秦夫人笑了,那笑容让我想起娘在灶台边给我烤红薯时的模样,暖融融的。“君兰,好名字。我给你安排个差事——去伺候我那小儿子,你可愿意?”
我哪懂什么愿意不愿意,只懵懂地点了点头。
福伯领着我往西边走,穿过一个月洞门,眼前豁然开朗。院子比刚才路过的都要大,墙角种着一丛翠竹,石桌上还摊着本翻开的书。
“这就是淮香园,小公子的住处。”福伯话没说完,墙头上突然传来窸窸窣窣的动静。
我们抬头看去——
一个穿着月白袍子的少年正躺在墙头睡觉,脸上盖着本书。许是被我们惊扰,他动了动身子,那书“啪”地掉了下来。
“谁啊?”少年不耐烦地坐起身。
阳光从他背后照过来,我看不清他的脸,只觉得那身衣裳亮得晃眼。袖口用金线绣着云纹,在日光下一闪一闪的。
“公子,这是夫人给您挑的丫鬟。”福伯躬身道。
少年从墙头一跃而下,轻飘飘落在我面前。这下我看清了——他约莫十岁上下,生得极好,皮肤白得像刚剥壳的鸡蛋,眉毛浓黑,眼睛亮晶晶的,只是此刻正皱着眉打量我。
“就她?”少年撇撇嘴,“又矮又瘦,跟豆芽菜似的,哪里配伺候本公子?”
这就是秦珩,秦府的小公子。
后来我才知道,他那日逃了夫子的课,躲在墙头睡觉,结果被我撞个正着。为此他被秦夫人罚抄了三十遍《弟子规》,这笔账,他全算在了我头上。
最初那半年,秦珩变着法子刁难我。
让我去扫落叶,我刚扫完,他就摇晃树枝,叶子又落一地;让我给他磨墨,他故意碰翻砚台,墨汁泼了我一身;最过分的一次,他让我去池塘边摘荷花,我够不着,差点栽进水里,他却在亭子里笑得前仰后合。
“笨死了!”他总是这么说。
但我没哭。爹娘送我出来时说过,在别人家做事,要勤快,要忍让。我记着这话,他让我做什么,我就做什么,做不好就再做一遍。
渐渐地,他好像觉得没意思了。
有一天,我在院子里劈柴。那柴有些粗,我抡起斧头,一下,两下,第三下时,“咔嚓”一声,柴火应声裂开,断口整齐得像刀切豆腐。
秦珩刚好路过,脚步顿住了。
他盯着我看了一会儿,什么也没说,转身走了。
从那以后,他不再让我做那些刁难人的活计,只让我打扫内室,整理书案。活计轻松了许多,我却不敢懈怠,每日天不亮就起来,把他房里的每件东西都擦得锃亮。
秦府的日子,其实比我想象中好过。
夫人待下人和气,逢年过节总有赏赐。大小姐秦婉时常叫我去她院里,教我做针线、打络子,还偷偷教我认字。
“女子也该识字明理。”大小姐说这话时,眼睛亮亮的。
我学得很慢,一个字要写好多遍才能记住。但大小姐从不嫌我笨,总是耐心地一遍遍教。
偶尔,我会想起家里。想起爹娘,想起大哥,想起三个弟弟。不知道他们过得怎么样,不知道旱地有没有收成,不知道娘的身体好些没有。

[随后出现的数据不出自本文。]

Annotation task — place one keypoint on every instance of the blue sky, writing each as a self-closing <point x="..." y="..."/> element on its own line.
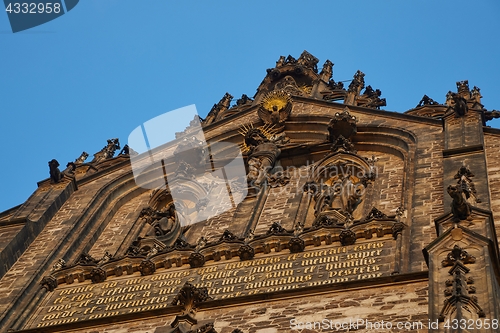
<point x="104" y="68"/>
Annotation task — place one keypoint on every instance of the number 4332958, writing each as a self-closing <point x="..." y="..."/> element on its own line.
<point x="33" y="8"/>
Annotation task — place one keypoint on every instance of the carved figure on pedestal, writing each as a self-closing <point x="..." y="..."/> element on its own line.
<point x="460" y="208"/>
<point x="460" y="106"/>
<point x="355" y="87"/>
<point x="108" y="151"/>
<point x="166" y="220"/>
<point x="263" y="155"/>
<point x="344" y="195"/>
<point x="55" y="173"/>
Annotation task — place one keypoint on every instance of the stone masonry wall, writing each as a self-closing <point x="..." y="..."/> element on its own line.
<point x="28" y="266"/>
<point x="405" y="304"/>
<point x="492" y="147"/>
<point x="117" y="229"/>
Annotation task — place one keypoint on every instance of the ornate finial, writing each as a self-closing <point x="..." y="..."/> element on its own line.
<point x="371" y="98"/>
<point x="201" y="243"/>
<point x="82" y="158"/>
<point x="463" y="88"/>
<point x="355" y="87"/>
<point x="308" y="60"/>
<point x="476" y="94"/>
<point x="244" y="100"/>
<point x="458" y="255"/>
<point x="59" y="264"/>
<point x="327" y="71"/>
<point x="426" y="100"/>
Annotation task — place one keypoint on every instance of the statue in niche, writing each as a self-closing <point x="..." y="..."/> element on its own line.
<point x="165" y="220"/>
<point x="263" y="155"/>
<point x="466" y="184"/>
<point x="343" y="195"/>
<point x="460" y="208"/>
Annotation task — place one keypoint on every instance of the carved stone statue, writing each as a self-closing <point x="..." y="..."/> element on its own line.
<point x="460" y="208"/>
<point x="55" y="173"/>
<point x="165" y="220"/>
<point x="343" y="195"/>
<point x="355" y="87"/>
<point x="263" y="155"/>
<point x="108" y="151"/>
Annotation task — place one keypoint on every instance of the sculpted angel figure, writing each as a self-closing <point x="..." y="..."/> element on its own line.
<point x="263" y="155"/>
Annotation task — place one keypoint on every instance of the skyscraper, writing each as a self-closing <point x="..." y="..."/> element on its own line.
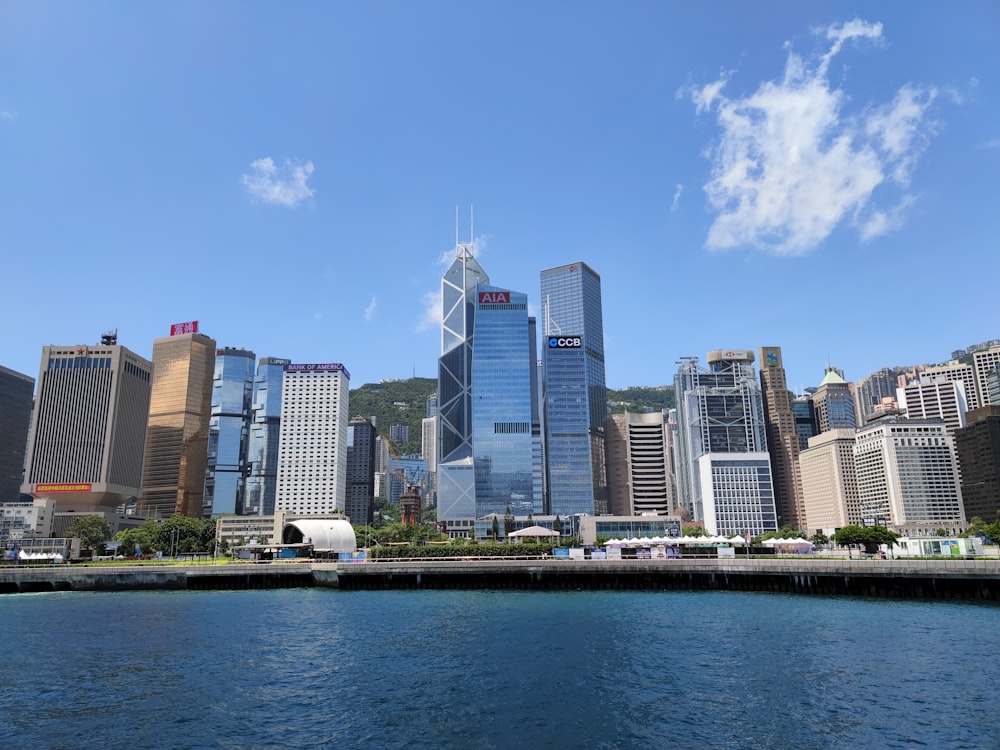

夜深人静时,我把这些年攒的月钱拿出来数。铜板一个个擦得光亮,用布包了一层又一层。五两银子,爹娘卖我的价钱。我要攒够这个数,再攒更多,等回家那天,能给家里盖间新瓦房。
时间过得很快,一晃就是九年。
秦珩长高了,比我高出一个头还多。他的模样越发俊朗,眉眼间既有秦夫人的柔和,又有秦老爷的英气。府里的丫鬟们私下常说,小公子走在街上,姑娘们的帕子都能掉一地。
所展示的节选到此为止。